Les ducs de Reggio et de Raguse étaient les deux lieutenants de l’Empereur sur lesquels M. de Talleyrand avait porté le principal effort des intrigues qui, dans sa pensée, devaient amener l’abandon ou la révolte des troupes, et faire de l’armée impériale elle-même l’instrument de la perte du chef de l’Empire. Les moyens de persuasion étaient différents pour les deux maréchaux. Nous dirons plus loin les considérations politiques à l’aide desquelles Marmont, demeuré à Essonne, fut entraîné. On prit moins de précautions avec Oudinot, soldat intrépide, mais intelligence peu étendue. Un de ses anciens aides de camp, le général Lamotte[1], fut chargé, au nom du gouvernement provisoire, de persuader au maréchal que l’empereur de Russie était décidé à ne plus traiter avec Napoléon, et que, hors le maintien de ce dernier, les Alliés étaient prêts à souscrire à toutes les conditions que la nation et l’armée pourraient demander. Oudinot devait se montrer d’autant plus accessible à ces ouvertures, que le nom des Bourbons n’y intervenait pas. À ce moment, la moindre proposition en faveur de ces princes aurait indigné le maréchal. Il se laissa donc convaincre, et, dès la matinée du 3, à quelques pas seulement de l’Empereur, on put l’entendre, au milieu de ses collègues, dans les groupes de généraux, gémir sur la situation de la France, dont la fortune et la grandeur étaient sacrifiées à la folle ambition d’un seul homme, et déclarer que l’armée devait séparer ses intérêts de ceux d’un chef avec lequel il n’existait ni paix ni repos possible, et qui conduirait inévitablement la patrie à sa ruine.

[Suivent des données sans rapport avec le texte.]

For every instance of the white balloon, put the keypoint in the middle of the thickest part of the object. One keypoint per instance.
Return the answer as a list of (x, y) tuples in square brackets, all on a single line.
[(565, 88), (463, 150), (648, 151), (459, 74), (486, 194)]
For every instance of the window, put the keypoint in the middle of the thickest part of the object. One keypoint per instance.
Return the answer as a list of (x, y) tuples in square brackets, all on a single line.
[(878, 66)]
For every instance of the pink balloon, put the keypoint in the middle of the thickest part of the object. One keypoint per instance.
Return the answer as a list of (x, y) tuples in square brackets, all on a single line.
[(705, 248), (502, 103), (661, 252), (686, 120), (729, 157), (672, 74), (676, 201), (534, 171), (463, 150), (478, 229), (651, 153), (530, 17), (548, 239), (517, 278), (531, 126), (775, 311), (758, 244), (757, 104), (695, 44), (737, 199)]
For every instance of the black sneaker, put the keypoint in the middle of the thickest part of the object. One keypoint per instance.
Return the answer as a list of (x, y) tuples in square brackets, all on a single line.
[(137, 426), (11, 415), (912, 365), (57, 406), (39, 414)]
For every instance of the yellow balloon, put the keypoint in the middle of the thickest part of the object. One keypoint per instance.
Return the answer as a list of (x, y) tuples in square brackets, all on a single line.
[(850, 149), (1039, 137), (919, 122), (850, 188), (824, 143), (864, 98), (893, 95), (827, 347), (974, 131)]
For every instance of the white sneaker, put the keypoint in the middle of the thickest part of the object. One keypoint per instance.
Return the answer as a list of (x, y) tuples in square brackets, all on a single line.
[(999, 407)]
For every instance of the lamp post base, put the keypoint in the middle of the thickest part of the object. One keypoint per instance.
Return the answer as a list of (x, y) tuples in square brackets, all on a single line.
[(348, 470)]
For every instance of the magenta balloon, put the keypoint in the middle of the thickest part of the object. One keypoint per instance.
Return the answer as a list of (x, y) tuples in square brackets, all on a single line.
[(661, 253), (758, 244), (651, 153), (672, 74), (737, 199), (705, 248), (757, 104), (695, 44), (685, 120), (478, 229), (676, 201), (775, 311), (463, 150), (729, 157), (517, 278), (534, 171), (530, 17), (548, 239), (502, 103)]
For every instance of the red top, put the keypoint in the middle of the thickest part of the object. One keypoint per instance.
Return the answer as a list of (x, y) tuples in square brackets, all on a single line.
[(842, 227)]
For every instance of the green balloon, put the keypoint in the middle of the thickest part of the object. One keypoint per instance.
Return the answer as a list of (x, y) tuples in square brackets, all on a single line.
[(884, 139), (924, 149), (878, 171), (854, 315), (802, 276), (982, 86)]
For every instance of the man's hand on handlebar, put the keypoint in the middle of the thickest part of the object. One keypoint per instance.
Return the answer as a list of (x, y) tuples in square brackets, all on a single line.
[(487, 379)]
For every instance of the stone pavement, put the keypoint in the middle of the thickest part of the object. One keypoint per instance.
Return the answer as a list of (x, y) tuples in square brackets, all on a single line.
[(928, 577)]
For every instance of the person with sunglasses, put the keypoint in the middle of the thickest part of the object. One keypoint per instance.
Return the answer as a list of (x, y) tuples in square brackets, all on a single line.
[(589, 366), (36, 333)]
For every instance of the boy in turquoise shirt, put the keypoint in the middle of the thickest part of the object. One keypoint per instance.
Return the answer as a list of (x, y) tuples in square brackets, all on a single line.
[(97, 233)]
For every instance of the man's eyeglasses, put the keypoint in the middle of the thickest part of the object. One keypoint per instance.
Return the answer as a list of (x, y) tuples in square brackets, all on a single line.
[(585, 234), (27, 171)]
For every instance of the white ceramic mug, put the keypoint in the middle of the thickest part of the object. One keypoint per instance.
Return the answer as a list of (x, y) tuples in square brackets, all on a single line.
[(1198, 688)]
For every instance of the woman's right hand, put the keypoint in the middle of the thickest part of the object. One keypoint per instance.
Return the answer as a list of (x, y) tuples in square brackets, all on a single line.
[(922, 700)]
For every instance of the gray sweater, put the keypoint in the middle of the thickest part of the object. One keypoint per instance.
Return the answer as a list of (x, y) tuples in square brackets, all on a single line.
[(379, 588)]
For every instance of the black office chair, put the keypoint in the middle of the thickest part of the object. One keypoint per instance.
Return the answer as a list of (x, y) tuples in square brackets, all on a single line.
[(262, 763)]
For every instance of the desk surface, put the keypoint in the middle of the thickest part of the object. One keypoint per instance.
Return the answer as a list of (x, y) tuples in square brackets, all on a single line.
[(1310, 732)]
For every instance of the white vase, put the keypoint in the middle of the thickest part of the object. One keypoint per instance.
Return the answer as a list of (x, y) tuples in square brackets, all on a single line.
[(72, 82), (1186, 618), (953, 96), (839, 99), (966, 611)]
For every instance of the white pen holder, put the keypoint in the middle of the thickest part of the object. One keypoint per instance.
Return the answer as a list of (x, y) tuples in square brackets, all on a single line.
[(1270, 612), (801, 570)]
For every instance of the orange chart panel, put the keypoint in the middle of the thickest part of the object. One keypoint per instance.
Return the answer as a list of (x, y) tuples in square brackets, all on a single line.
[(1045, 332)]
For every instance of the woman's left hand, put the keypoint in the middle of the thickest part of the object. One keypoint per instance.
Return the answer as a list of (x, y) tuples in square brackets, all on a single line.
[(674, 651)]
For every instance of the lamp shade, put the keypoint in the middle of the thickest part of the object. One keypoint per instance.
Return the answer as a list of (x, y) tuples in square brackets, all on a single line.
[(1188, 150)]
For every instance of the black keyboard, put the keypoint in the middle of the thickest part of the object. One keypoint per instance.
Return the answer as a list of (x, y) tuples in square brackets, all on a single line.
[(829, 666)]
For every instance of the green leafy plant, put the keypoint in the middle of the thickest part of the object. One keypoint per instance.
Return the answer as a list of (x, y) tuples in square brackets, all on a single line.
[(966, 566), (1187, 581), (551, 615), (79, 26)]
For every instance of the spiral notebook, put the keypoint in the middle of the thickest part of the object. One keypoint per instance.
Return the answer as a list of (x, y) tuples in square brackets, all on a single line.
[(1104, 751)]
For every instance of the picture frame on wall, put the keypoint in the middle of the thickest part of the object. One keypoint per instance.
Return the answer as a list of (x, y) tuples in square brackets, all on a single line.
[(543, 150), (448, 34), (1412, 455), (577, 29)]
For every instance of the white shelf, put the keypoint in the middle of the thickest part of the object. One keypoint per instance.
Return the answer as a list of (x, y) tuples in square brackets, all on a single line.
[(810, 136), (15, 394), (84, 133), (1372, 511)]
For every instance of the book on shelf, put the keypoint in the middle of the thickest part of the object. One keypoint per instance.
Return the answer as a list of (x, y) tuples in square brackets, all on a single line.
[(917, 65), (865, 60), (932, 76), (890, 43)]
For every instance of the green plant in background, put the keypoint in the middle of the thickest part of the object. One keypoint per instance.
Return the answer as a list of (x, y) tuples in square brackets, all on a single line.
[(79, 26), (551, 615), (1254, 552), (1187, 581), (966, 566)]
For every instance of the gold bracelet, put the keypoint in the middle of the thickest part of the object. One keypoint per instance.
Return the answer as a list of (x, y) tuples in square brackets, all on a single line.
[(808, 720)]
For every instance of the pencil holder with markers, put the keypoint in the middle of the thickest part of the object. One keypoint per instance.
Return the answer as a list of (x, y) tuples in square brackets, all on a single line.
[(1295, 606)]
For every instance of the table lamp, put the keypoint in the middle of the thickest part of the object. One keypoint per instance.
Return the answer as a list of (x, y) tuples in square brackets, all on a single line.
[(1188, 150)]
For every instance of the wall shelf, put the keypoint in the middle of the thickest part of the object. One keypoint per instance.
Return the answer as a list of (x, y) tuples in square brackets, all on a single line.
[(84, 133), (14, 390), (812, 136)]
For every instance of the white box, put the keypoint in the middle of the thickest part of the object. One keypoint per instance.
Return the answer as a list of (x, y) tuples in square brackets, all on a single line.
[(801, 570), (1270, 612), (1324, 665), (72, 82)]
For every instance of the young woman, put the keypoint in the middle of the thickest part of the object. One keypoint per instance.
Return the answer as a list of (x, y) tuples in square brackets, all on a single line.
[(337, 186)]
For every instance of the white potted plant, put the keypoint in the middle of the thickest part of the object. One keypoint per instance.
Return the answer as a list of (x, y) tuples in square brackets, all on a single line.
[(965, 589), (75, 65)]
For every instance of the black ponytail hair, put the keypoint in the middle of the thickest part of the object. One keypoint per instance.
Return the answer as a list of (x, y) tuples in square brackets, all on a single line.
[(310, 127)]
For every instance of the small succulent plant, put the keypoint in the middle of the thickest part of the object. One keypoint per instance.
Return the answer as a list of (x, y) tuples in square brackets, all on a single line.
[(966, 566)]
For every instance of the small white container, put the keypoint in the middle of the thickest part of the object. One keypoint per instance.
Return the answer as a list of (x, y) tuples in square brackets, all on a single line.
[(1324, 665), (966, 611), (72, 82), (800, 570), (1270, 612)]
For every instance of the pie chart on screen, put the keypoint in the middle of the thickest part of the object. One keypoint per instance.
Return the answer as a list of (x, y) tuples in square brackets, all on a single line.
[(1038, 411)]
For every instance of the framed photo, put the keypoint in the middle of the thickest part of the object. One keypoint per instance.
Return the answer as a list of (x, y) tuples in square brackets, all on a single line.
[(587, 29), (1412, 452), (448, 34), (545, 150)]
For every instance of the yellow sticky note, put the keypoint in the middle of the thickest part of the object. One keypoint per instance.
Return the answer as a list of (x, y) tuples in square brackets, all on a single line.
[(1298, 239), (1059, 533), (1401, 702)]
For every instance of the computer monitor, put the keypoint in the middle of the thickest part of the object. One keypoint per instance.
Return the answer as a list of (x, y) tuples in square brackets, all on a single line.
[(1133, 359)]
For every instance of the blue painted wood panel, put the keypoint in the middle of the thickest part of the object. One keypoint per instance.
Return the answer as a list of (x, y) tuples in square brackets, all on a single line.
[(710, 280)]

Fatigués de la guerre, inquiets de l’avenir, tous les auditeurs du duc de Reggio approuvaient son langage ; ils n’hésitaient que devant l’idée d’un lâche abandon. Ce fut dans ce moment de fermentation et d’incertitude que la condition d’abdication, posée par Alexandre à Caulaincourt, pour arriver à une régence et à la paix, vint à transpirer. Chacun accueillit le mot prononcé par le Tzar comme une sorte de révélation ; on entrevoyait enfin une issue ; on avait un but. Pendant la matinée du 3, l’abdication devint le texte de toutes les conversations, de toutes les controverses du palais impérial. Cette combinaison, moyen facile de transaction entre l’intérêt et le devoir, ne donnait pas seulement le repos à toutes les consciences, elle assurait la paix tant souhaitée ; elle laissait debout l’Empire, la dynastie impériale, ainsi que toutes les fortunes, toutes les grandes existences attachées à ce gouvernement. Pourquoi donc l’Empereur n’abdiquerait-il pas ? Voilà ce que l’on entendait, le 3 au soir, autour des maréchaux. Il faut qu’il abdique ! fut le mot du lendemain. Cependant la pensée des hauts lieutenants de Napoléon, dans la première partie de la matinée du 4, n’allait pas au delà de conseils officieux, de représentations respectueuses. Mais, quand l’ordre qui transférait le quartier impérial au delà de Ponthierry fut connu, lorsqu’on apprit que l’attaque de Paris était décidée, tous les sentiments amassés depuis deux jours firent explosion. Le projet partait d’un esprit insensé, s’écriait-on ; c’était un coup de tête qui devait amener la destruction de l’armée et la ruine de Paris. Paris ! tous y avaient leurs hôtels, leur famille, leur fortune. Quelques pourparlers eurent lieu à la hâte : une heure auparavant, on devait se borner à conseiller l’abdication ; la résolution fut prise de la demander formellement, et, au besoin, de l’exiger.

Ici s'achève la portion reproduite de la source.